Post Scriptum II : personne ne doute dans le Haut-Valais, de Visp à Brig, que, vivant, Hans Wyer soutiendrait le système majoritaire qui lui a permis de résoudre l’Affaire BCV-Dorsaz à sa manière; il ne fait pas de doute non plus que Hans Wyer serait une fois de plus en désaccord profond avec tous ceux qui souhaitent pour le Valais un brin de transparence, plus d’informations fiables venant du gouvernement et moins de transactions conclues dans les carnotzets. On a compris dans quel camp se range aujourd’hui L’1Dex.

Stéphane Riand

Licencié en sciences commerciales et industrielles, avocat, notaire, rédacteur en chef de L'1Dex (1dex.ch).

8 thoughts on “La Constituante. Il était une fois « Valais Demain » et l’Affaire BCV-Dorsaz : pour une proportionnelle au Conseil d’Etat”
  1. bonjour Maître, vous avez évidemment le droit de privilégier le système proportionnel même dans la forme préconisée par M. Berclaz qui se veut inclusive par la garantie d’un siège à chacune des trois régions. Cette solution n’est pas adéquate cependant pour diverses raisons que le plenum appréciera. Vous vous doutez bien que Je ne partage pas votre approche du système dont il sera débattu. Je me limiterai à vous rappeler que seuls deux cantons sur les vingt-six que compte notre nation ont adopté le système proportionnel. Et plusieurs cantons qui ont fait l’exercice d’une refonte totale de leur constitution dans un passé relativement récent ont conservé le système majoritaire. Et ces cantons-là sont à vos yeux progressistes. Comme quoi votre approche peut être perçue à géométrie variable. Evoquer les affaires qui ont secoué la république il y a une vingtaine d’années n’est pas pertinent pour justifier un système d’élection plutôt qu’un autre. D’ailleurs, l’auriez-vous fait si le système proportionnel avait été de mise à cette époque-là? je ne le pense pas.
    Discutons-en si nous avons l’occasion de nous rencontrer.
    Ah, j’allais oublier de vous dire que Mme Kamy May avait six ans au moment des faits dont vous parlez et Mme Zuchuat fréquentait le cycle d’orientation….

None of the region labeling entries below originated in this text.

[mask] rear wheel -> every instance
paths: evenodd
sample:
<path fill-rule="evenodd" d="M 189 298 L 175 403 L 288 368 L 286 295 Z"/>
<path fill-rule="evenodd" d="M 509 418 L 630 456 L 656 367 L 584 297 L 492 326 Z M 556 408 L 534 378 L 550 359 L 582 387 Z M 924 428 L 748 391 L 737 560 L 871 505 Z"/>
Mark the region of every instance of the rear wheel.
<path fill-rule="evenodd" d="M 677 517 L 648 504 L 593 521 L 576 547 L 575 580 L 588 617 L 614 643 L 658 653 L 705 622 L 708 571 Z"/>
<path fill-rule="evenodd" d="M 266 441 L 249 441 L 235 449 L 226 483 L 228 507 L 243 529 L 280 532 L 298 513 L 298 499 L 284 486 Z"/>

  2. Erratum: Mme May n’était pas encore née en 1991 et Mme Zuchuat n’avait encore débuté son cursus scolaire. Mes excuses sont adressées à ces dames

  3. Le point central ne résiderait-il pas fondamentalement ailleurs ?
    Mettre fin à la subidvision du vote par district, en permettant ainsi à chaque citoyen de voter pour le candidat de son choix sur l’ensemble du canton, qu’il réside à Viège, Sion, Martiginy ou Monthey.

  4. Encore une pépite produite ici pour éclairer le soutien d’infractions pénales poursuivies d’office par l’oligarchie du Valais.
    De nos jours, les organes claniques n’ont plus besoin d’un « journal du PDC » pour couvrir leurs infractions. Car le Nouvelliste (et d’autres) a depuis lors pris fonction de haut-parleur des oligarques.
    Reste à savoir jusqu’à quel point l’oligarchie parviendra à soutenir ses infractions dans les affaires minant quotidiennement les organes publics de notre canton.